The Underground Railroad

Literary influences and parallels

In the "Acknowledgments", Whitehead mentions two famous escaped slaves: "Frederick Douglass and Harriet Jacobs, obviously." While in Jacobs's native North Carolina, Cora has to hide in an attic where, like Jacobs, she is not able to stand, but like her can observe the outside life through a hole that "had been carved from the inside, the work of a previous occupant".[5] Martin Ebel, who observed this parallel in a review for the Swiss Tages-Anzeiger, also observes that the "Freedom Trail", where the victims of North Carolinian lynchings hang from trees, has a historic predecessor in the crosses the Romans raised along the Appian Way to kill the slaves who had joined Spartacus' slave rebellion, written on by Arthur Koestler in his novel The Gladiators. Ridgeway reminds Ebel of inspector Javert, the hero's merciless persecutor in Victor Hugo's Les misérables.[6]

In The New Yorker, reviewer Kathryn Schulz likens Ridgeway to both Captain Ahab of Moby-Dick and the slave catcher August Pullman of the television series Underground: "Ridgeway ... and August Pullman, in "Underground," are Ahab-like characters, privately and demonically obsessed with tracking down specific fugitives".[7] Both Ahab and Ridgeway have a soft spot for a black boy: Ahab for the cabin-boy Pip, and Ridgeway for 10-year-old Homer, whom he bought as a slave and set free the next day.[8]

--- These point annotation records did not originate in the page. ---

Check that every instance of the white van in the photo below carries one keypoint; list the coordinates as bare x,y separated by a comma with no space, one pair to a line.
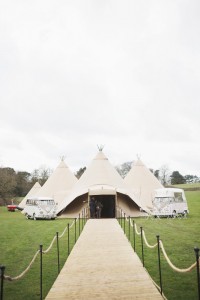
170,202
40,208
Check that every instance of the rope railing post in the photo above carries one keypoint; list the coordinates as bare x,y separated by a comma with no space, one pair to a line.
2,270
75,230
79,227
82,219
141,234
68,250
124,222
134,235
159,263
58,252
197,264
41,272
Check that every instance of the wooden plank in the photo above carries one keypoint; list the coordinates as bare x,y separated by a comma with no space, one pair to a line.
103,265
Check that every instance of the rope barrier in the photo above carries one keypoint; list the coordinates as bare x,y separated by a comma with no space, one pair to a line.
163,250
148,245
9,278
172,265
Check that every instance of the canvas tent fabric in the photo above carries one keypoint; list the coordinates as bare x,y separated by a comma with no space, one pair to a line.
33,191
143,182
100,178
59,184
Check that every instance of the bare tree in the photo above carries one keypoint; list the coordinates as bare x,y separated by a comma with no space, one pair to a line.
164,175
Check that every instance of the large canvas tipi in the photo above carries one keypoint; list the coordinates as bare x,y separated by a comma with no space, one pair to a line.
101,181
143,182
59,184
33,191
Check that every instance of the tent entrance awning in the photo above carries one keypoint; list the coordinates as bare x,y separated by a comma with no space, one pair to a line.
101,190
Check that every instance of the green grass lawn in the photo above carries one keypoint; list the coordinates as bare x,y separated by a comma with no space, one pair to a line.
20,239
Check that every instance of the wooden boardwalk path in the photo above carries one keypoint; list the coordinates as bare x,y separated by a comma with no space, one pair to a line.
103,265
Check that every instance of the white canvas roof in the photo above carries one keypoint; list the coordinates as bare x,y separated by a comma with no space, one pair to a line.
59,184
33,191
143,182
99,178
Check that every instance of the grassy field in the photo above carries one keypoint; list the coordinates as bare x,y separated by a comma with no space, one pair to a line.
20,239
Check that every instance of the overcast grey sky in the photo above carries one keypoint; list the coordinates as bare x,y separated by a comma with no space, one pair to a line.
125,74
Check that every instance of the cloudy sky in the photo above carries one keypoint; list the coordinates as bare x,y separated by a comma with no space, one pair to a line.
77,74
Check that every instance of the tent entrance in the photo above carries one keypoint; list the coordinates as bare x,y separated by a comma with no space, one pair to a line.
108,205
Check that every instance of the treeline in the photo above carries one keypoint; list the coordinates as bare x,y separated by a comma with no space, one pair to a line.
18,184
163,174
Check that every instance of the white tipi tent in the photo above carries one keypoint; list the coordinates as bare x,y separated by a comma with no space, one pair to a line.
100,180
143,182
59,184
33,191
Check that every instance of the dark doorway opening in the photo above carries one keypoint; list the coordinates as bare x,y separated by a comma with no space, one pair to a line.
108,205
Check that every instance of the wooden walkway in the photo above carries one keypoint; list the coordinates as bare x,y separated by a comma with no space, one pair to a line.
103,265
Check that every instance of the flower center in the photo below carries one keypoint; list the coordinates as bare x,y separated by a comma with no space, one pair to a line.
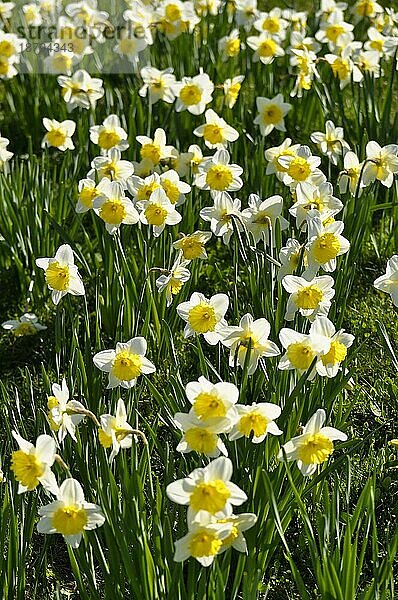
232,47
27,469
272,114
104,439
57,276
202,318
271,24
172,191
56,138
209,406
204,543
190,94
309,297
253,422
315,449
210,496
69,520
299,169
326,247
127,366
191,248
155,214
267,48
333,31
113,212
108,139
213,134
6,48
365,8
301,355
341,68
336,354
152,152
87,195
201,440
219,177
173,13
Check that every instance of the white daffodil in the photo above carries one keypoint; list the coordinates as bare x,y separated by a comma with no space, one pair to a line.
261,215
193,246
203,541
265,47
325,244
31,464
193,93
125,364
216,132
70,514
158,85
217,175
64,414
289,257
175,189
61,274
301,172
256,420
173,280
88,190
328,364
319,198
208,489
310,298
109,135
389,282
301,350
272,155
229,45
251,335
212,401
350,178
271,114
203,316
236,539
314,446
155,149
335,32
81,90
113,207
113,167
331,143
223,216
158,211
115,431
59,135
28,324
200,436
273,23
231,90
381,163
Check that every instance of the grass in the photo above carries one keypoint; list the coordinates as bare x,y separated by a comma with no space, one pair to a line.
330,536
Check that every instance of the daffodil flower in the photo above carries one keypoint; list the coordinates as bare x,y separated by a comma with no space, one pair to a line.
314,446
32,464
61,274
125,364
208,489
70,515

In Whitehead's North Carolina, all blacks have been "abolished".[9] Martin Ebel observes the parallel to the Nazi exterminations of Jews and also the parallel between Cora's concealment and Anne Frank's.[6] Another parallel to literature on Nazi Germany may be found in the erection of three gallows by Cora's plantation master. He had the three gallows erected for Cora and her two fellow fugitives to put them to a cruel death as soon as each is returned.[10] In Anna Seghers's novel The Seventh Cross, written in exile between 1938 and 1942, seven prisoners escape from a concentration camp, and the camp commander has a cross erected for each of them to be tortured there after being returned.